An unchanging fact about New York City’s neighborhoods is that they change, and Carroll Gardens knows this as well as anywhere else in Brooklyn. What was once an Irish enclave gave way to Italian immigrants, and that’s been changing once again over the last few decades. But, somehow, it retains a lot of that Italian character. Even though you can (and should) sip an amazing mezcal cocktail at Leyenda or go for classic drinks at Clover Club, there are still centuries-old bakeries, as well as newer bars and restaurants like August Laura and Frankies 457 Spuntino sticking to tradition. Here, a few of our favorites.


August Laura
387 Court St.
This bar only opened in 2016, but from the get-go it’s felt like an integral part of the neighborhood. It’s named after owner Alyssa Sartor’s grandfather—who grew up four blocks away—and serves distinctly Italian-American cocktails, like Sartor’s take on the Amaretto Sour.

Frankies 457 Spuntino
457 Court St.
Everyone knows Frankies—as well as Prime Meats and Café Pedlar, their other neighborhood projects—and its amazing backyard, as well as the olive oil with the restaurant’s imprimatur.

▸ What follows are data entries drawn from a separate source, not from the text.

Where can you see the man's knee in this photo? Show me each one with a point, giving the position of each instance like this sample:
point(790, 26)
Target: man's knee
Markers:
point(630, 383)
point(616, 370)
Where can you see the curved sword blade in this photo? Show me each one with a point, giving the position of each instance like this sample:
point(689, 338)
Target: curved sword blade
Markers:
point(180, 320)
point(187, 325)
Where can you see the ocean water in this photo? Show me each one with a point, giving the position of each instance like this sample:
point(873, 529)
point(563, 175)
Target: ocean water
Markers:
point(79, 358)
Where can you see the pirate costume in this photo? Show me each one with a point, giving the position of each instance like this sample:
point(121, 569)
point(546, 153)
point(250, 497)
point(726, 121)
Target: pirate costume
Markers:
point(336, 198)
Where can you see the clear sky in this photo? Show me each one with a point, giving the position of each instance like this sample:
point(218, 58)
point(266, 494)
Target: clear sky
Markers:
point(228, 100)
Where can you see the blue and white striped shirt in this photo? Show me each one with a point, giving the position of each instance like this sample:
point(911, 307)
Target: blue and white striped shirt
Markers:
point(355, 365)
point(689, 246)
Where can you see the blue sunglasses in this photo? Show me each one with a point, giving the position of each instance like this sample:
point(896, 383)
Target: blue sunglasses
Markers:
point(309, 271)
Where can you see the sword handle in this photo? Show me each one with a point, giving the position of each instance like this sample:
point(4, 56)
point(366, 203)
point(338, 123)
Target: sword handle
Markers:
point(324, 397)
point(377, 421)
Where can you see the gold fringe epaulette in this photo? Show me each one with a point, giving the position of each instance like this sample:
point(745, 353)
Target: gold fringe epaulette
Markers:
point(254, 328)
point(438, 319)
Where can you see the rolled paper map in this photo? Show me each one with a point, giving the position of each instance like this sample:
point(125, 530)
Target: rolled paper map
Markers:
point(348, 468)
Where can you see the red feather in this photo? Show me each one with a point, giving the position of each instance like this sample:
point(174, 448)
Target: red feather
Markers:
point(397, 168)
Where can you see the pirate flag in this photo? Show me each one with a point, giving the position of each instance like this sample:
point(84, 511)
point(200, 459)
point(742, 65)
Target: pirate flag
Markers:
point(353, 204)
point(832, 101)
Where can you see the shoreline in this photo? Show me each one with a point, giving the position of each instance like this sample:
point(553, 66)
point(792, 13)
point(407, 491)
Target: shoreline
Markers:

There are sandwiches, house-made pastas and crazy-good salads that all pair quite well with a Negroni or two.


Giardini Pizza
363 Smith St.
“It’s a classic pizza parlor,” says writer Suzanne Zuppello, whose father’s family called the neighborhood home before moving out to Long Island. “In terms of a classic plain slice, it’s the best I’ve had in the city, hands down.” She admits a very New York bias, though: “My cousin owns it.”


F. Monteleone’s Bakery
355 Court St.
Here’s where you go for classic Sicilian desserts—the cookies, cakes and cannoli. It’s an old-school gem in a changing neighborhood.


Court Pastry Shop
298 Court St.
This place has been open since 1890, so you know this stuff has got to be good. Go here for pastries year-round; in the summer, get Italian ices.


Mazzola Bakery
192 Union St.
Zuppello notes, “My dad paid $0.18 in the ’50s for a loaf here.” While it might be a little more expensive now, the plain, seeded and lard loaves are going to be worth it.


Ferdinando’s Foccaceria
151 Union St.
A classic Sicilian spot that’s been open since 1904. Zuppello says, “You gotta get the Panelle and a Manhattan Special. And rice balls!”